Just posting a slight elaboration on JeffE's answer.
We know that two functions/cases exist that can compute the function f(n):
- A function that always returns true (for all n, there exist n number of consecutive 0's)
- A function that will return true if n is smaller than an integer N, where N is defined as the maximum length of consecutive 0's that exist in the given irrational number (otherwise it returns false).
One and only one of these functions can be correct. We do not know which, but we know for certain that an answer exists. Computability requires that a function exist that can determine the answer within a finite amount of steps.
The number of steps in case 1 is trivially bound to just returning 1.
In case 2 the number of steps are also finite. For every integer $N$ we can construct a Turing machine $T_N(n)$ that accepts if
$n < N$ and otherwise rejects in finite time.
So not knowing an upper bound on $N$ doesn't matter.

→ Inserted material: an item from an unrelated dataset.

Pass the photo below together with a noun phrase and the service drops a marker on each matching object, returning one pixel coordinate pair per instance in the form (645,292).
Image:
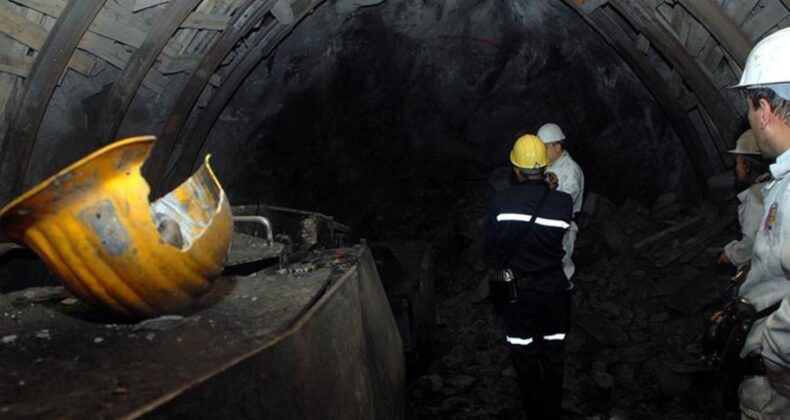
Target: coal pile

every $N$ there exists a Turing machine, namely $T_N(n)$, that computes
correctly whether $n < N$ (we don't know which of these are correct, but it doesn't matter, one exists).
While it may not be possible to choose between the two cases (though one seems more likely than another), we know that exactly one of them must be correct.
As a side note: our solution supposes that while we can not determine which function will elicit a correct value the essence of computability does not rely on the constructability of the proof. Pure Existence is sufficient.